One moment there was silence and the road ahead of us. Next, there was screaming, loud shrill screams, and pain. The world was spinning, everything was dizzy, and I couldn't make sense of anything. But it came to a stop, and suddenly everything made sense. We were under attack again. We weren't free or 'let off easy'. He was waiting for the perfect moment to pick us off. And it happened.

Blinking around, the world became clear after a moment. The car was tipped on it's side and in the middle of the road from what I guessed. Taking a glance at the passenger seat, I realized Mom was missing. Panic arose, my breathing shallow and quick, as I unbuckled myself and climbed out of the car through the broken windshield, tugging the backpack along.
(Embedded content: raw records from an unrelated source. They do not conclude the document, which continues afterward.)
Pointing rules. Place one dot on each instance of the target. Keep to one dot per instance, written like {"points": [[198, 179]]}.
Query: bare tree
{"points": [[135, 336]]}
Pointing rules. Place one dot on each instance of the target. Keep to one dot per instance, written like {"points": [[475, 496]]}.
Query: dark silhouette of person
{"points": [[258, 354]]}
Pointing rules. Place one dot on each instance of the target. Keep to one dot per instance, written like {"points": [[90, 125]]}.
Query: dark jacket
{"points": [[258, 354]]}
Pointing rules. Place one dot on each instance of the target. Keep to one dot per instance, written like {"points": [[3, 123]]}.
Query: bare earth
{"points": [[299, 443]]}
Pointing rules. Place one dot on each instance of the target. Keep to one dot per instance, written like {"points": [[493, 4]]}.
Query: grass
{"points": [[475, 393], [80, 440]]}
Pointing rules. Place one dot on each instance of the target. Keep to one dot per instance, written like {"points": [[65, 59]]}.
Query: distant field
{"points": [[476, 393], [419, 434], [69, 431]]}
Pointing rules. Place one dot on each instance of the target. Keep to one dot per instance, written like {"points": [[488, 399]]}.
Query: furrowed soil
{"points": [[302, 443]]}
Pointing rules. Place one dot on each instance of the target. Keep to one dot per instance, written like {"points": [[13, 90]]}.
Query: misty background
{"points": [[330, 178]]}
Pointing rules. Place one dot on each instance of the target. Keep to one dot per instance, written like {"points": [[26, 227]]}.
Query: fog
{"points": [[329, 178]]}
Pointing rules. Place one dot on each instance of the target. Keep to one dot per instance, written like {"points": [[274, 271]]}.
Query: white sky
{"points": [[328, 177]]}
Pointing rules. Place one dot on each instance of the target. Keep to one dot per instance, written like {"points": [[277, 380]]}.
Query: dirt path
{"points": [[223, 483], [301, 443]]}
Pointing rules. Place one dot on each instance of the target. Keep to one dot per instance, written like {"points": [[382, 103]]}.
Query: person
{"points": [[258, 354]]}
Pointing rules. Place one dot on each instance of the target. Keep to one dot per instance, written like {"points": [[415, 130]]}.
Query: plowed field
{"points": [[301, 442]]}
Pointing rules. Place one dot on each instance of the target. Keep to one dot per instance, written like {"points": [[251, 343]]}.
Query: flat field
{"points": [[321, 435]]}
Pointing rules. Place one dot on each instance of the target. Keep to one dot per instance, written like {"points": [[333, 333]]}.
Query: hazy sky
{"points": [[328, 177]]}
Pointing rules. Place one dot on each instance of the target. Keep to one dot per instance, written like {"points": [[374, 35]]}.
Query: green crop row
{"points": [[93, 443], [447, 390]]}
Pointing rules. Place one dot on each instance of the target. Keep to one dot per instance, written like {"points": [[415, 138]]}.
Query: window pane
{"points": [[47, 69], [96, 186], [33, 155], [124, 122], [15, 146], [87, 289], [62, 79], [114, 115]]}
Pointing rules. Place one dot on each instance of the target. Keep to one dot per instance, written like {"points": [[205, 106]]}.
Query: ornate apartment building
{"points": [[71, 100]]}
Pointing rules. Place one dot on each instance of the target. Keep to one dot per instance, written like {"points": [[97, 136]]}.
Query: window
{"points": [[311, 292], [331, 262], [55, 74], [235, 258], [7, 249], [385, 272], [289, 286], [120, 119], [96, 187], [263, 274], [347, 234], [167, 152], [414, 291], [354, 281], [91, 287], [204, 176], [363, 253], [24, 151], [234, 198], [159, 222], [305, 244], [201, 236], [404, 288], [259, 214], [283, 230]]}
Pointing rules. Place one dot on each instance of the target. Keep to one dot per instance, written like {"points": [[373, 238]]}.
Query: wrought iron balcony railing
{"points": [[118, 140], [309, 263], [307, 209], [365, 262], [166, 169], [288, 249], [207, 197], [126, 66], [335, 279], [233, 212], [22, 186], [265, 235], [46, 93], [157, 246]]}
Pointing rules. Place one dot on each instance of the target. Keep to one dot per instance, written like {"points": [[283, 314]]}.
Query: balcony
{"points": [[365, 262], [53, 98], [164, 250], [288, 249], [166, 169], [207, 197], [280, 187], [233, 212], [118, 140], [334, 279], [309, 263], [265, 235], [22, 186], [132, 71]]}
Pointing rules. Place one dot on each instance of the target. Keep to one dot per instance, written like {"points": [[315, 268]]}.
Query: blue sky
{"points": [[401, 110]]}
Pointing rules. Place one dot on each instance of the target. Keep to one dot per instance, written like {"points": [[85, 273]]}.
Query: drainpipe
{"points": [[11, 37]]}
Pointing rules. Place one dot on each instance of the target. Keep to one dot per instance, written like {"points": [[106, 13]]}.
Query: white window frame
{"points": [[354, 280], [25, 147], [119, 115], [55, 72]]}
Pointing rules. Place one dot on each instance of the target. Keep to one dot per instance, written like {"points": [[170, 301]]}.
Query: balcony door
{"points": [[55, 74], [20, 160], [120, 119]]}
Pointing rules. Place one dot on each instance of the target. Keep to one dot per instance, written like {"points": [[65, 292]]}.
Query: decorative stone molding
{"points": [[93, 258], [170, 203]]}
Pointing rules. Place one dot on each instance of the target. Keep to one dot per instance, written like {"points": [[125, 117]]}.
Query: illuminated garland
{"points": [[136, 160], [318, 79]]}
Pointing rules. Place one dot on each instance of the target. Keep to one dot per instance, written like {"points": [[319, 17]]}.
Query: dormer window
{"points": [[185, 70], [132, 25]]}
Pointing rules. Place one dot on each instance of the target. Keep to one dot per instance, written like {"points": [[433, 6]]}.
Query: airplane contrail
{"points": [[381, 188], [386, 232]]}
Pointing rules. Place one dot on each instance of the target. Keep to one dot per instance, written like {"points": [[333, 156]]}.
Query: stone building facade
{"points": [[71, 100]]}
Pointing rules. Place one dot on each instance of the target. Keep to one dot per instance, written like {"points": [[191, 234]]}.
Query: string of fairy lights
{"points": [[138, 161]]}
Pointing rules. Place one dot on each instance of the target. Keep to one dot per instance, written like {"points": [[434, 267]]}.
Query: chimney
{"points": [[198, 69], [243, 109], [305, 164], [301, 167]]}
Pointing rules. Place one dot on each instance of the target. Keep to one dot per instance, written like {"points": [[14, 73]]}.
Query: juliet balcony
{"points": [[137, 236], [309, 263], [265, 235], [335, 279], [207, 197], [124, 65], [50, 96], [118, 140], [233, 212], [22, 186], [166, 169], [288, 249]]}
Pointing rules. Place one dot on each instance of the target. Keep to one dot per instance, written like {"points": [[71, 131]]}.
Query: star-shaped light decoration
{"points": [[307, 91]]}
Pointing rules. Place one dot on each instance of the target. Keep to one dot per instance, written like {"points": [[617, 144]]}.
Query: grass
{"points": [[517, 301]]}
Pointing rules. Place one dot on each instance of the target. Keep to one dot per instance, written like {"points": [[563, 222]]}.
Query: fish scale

I'd only gotten a few steps before my eyes found her. Her screams had faded long before I'd heard them but I knew when I didn't see her next me in the car. A body was hunched over an unmoving one, mouth over the neck hiding most of her body from view. In the pale light of the moon, I could see the skin of the monster, flawless and as pale as the moon, and the long red locks of hair falling over it's shoulder. I knew they were beautiful – always so capturing, enough to make a heart stutter in its steady pace. But even so as they were hunched over an innocent soul, I half-expected them to find them disgusting. I was wrong, though. The monster was beautiful.

Knowing I didn't have enough time to sit there and gawk or even cry, I shifted into a bird and flew into the air with the backpack of clothes in my clawed feet. It took every ounce of strength in me not to turn around fly back, begging the monster to leave my mother alone – to leave us shifters alone. But it wouldn't have done any good. I would have been their meal, too. That was the last thing my mother would have wanted. So I kept my flight straight and headed for Northern Minnesota where Jack was currently living.